Ce qui demande beaucoup de vigilance, de clairvoyance et de volonté quand il s’agit de faire des choix, de réduire la voilure, de mettre une croix temporairement ou définitivement sur des objectifs, des activités ou des envies.

« 8 conseils pour éviter la dérive qui mène du plaisir au burnout »

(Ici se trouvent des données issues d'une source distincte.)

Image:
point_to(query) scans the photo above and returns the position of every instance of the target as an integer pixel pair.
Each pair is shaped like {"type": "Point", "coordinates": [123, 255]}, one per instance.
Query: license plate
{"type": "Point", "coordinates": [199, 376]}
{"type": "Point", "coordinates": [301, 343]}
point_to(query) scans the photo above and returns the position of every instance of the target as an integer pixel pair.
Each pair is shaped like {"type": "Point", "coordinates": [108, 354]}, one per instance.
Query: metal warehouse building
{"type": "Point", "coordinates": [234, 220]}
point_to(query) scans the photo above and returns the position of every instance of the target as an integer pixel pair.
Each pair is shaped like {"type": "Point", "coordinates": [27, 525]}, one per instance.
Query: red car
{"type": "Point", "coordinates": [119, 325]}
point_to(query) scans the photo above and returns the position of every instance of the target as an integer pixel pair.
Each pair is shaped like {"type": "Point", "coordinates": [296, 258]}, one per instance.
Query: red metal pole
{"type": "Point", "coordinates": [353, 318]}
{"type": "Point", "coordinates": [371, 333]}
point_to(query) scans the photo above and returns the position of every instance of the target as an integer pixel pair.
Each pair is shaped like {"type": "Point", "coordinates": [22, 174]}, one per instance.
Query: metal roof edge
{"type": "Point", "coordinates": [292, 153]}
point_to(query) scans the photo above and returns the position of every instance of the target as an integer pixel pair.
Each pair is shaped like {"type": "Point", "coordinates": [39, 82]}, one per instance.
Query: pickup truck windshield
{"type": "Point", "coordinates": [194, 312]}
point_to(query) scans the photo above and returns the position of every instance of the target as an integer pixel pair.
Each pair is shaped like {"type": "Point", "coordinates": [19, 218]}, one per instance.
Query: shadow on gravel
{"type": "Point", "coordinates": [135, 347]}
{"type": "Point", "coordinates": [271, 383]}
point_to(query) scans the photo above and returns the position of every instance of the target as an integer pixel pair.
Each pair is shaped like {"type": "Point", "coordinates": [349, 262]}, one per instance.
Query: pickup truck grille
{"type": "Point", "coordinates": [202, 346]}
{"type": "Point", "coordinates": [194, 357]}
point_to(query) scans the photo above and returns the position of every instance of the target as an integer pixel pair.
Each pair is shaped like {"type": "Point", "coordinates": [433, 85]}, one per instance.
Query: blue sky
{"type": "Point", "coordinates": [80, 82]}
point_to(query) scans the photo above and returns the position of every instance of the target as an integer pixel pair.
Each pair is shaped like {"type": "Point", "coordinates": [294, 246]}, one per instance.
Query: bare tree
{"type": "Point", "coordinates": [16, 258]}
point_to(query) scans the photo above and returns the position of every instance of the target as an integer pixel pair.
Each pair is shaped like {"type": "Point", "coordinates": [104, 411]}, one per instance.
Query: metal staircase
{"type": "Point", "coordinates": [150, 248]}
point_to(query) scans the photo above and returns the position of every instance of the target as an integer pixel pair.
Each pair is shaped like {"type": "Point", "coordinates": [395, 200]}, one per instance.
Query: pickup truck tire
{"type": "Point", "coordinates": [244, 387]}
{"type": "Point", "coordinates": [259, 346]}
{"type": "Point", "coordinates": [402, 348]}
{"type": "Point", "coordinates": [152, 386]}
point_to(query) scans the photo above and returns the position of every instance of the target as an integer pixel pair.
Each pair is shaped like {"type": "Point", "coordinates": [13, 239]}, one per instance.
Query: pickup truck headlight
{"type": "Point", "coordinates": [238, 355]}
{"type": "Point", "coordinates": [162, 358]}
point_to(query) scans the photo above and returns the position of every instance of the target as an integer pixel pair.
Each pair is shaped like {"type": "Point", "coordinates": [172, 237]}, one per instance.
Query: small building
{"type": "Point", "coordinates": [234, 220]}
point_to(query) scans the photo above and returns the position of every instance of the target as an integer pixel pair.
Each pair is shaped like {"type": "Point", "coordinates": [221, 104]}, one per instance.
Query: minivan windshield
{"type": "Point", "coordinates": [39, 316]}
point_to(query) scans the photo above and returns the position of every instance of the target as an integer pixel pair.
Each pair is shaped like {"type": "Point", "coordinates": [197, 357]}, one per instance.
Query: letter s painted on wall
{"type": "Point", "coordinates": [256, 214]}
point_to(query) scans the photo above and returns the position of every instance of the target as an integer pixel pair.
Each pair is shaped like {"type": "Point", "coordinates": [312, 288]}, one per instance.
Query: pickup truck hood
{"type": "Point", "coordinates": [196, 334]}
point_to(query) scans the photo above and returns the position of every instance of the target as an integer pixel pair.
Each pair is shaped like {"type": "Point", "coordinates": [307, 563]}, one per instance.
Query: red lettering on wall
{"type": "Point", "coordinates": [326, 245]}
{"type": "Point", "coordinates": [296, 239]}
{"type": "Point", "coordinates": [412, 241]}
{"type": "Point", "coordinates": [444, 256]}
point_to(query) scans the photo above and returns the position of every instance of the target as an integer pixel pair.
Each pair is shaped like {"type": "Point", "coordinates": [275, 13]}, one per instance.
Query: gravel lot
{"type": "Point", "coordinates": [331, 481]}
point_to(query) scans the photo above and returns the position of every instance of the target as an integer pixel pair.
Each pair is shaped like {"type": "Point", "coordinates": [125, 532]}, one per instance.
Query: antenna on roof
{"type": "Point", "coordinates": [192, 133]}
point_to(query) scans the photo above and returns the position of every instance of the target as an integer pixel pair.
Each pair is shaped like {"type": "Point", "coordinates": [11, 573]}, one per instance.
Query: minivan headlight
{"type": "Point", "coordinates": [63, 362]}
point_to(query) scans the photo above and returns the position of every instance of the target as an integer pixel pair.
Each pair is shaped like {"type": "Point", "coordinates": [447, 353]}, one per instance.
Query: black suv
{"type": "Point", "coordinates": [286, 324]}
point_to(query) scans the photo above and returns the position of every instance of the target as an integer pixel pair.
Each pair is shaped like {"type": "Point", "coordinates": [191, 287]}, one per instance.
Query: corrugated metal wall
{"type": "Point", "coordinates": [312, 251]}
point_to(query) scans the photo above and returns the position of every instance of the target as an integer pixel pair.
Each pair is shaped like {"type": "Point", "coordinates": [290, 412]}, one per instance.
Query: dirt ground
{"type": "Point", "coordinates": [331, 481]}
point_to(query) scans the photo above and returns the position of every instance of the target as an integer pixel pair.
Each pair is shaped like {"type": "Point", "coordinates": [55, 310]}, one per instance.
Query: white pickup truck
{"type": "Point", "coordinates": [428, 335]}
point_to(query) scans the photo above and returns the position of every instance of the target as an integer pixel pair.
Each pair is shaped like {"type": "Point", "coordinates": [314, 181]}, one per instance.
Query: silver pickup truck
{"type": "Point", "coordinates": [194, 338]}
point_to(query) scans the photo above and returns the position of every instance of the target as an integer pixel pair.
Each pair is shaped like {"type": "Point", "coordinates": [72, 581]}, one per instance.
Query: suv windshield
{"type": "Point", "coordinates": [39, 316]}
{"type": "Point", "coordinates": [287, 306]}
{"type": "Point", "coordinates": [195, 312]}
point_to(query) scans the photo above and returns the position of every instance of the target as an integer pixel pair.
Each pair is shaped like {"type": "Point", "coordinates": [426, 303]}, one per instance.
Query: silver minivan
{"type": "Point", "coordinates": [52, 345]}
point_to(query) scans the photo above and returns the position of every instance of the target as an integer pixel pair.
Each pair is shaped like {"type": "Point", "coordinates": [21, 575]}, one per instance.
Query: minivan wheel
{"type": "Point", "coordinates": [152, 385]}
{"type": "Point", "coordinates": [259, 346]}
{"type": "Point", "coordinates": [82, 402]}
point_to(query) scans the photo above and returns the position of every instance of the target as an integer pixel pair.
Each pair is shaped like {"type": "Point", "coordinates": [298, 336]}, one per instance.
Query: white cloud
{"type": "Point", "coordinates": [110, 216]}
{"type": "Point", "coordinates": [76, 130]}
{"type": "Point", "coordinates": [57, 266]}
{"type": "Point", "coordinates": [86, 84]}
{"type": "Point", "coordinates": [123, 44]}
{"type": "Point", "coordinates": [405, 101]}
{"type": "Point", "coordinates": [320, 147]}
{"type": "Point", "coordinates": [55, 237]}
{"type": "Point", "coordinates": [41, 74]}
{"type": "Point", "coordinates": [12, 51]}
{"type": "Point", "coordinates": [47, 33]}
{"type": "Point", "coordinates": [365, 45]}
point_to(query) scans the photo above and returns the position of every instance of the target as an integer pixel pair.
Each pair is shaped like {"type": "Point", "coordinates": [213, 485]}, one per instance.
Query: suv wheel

Voici 8 conseils que nous vous proposons avec Caroline Rome pour prévenir et travailler sur une dérive qui mènerait du plaisir au burnout :

  1. Prendre le temps pour s’écouter et pour l’introspection. Suis-je encore dans le plaisir ? Parce qu’en la matière, le chemin qui mène du plaisir au burnout comporte plusieurs étapes, et passées plusieurs étapes, le plaisir n’est plus vraiment là, mais encore faut-il en avoir conscience !
  2. Trop d’un plaisir tue ce même plaisir. Tal Ben-Shahar, Professeur de psychologie positive à Harvard a énoncé le « principe des lasagnes » : vous aimez les lasagnes ? Fort bien, moi aussi ! Mais si vous deviez en manger tous les jours, vous arriveriez à l’écœurement ou à la lassitude. Il préconise donc de choisir la bonne durée et la bonne fréquence pour une activité qui donne du plaisir.
  3. Surveillez votre posture. Si vous vous surprenez à avoir la tête dans le guidon, avec les mâchoires verrouillées, le buste en avant, les épaules hautes, le souffle court et presque l’air sauvage… peut-être est-ce l’occasion d’une prise de conscience que vous forcez trop. La respiration, les tensions corporelles sont des indicateurs de ce passage au mauvais stress. Faites équipe avec vous-même pour durer, prenez en compte l’intelligence corporelle.
  4. Êtes-vous capable de vous raisonner et de dire non à une opportunité agréable qui vous pourrait mettre en danger votre équilibre ? Parce que les opportunités qu’on ne peut absolument pas manquer et qui ne se produisent qu’une seule fois dans la vie (c’est souvent comme cela qu’on les qualifie) méritent d’être comparées aux croyances des consommateurs qui achètent de manière compulsive des produits parce que, chaque fois, c’est l’affaire de l’année qu’on ne retrouvera nulle par ailleurs ni jamais (et sur l’année, l’affaire devient très plurielle). Il faut donc savoir dire non à une opportunité, la voir s’éloigner sans frustration exagérée, temporairement ou définitivement. Quand ce n’est pas le bon moment, ce n’est pas le bon moment. Ou alors, il faut faire des choix : accepter l’opportunité au détriment d’une activité actuelle.
  5. Quelle peut être l’articulation entre responsabilité individuelle et collective dans la dérive et la résolution de la situation ? Il faut identifier toutes les parties prenantes, réfléchir et agir en concertation avec elles.
  6. Lien avec l’affirmation de soi (assertivité) : osez-vous dire non à quelqu’un qui vous sollicite ? Si quelqu’un cherche à vous associer à une action très intéressante, mais que vous n’avez objectivement pas le temps : êtes-vous capable de décliner sa demande ? Si ce n’est pas le cas, il sera intéressant de se pencher sur l’affirmation de soi.
  7. Lien avec le perfectionnisme. « Le mieux est l’ennemi du bien » a écrit Voltaire. Le plaisir, c’est aussi quelques fois, le plaisir et la fierté du travail bien fait … jamais assez bien fait ? L’apprentissage de l’imperfection permet aussi de ne pas dériver dans le sur-engagement.
  8. Soyez attentif au rapport au temps. Si vous n’avez plus le temps de rien, c’est qu’il y a un souci. Où est le plaisir quand tout se fait dans la course au temps ? Harmut Rosa l’explique dans son livre « Accélération ». Il y développe une théorie de l’accélération sociale, avec l’accélération du rythme de vie qui se manifeste par une expérience du stress et de manque de temps. C’est alors que l’individu bascule du stress acceptable au stress inacceptable, et risque d’aller droit dans le mur. Nous sommes des être circadiens réglés sur 24h, et si nous perdons de vue notre horloge interne, rien ne va plus. Où est le plaisir quand il n’y a même plus le temps de le savourer ?

Notre Qualité de Vie au Travail (QVT) mérite que nous nous penchions sur notre façon de doser le plaisir dans le travail.

Cet article a été écrit en collaboration avec Caroline Rome.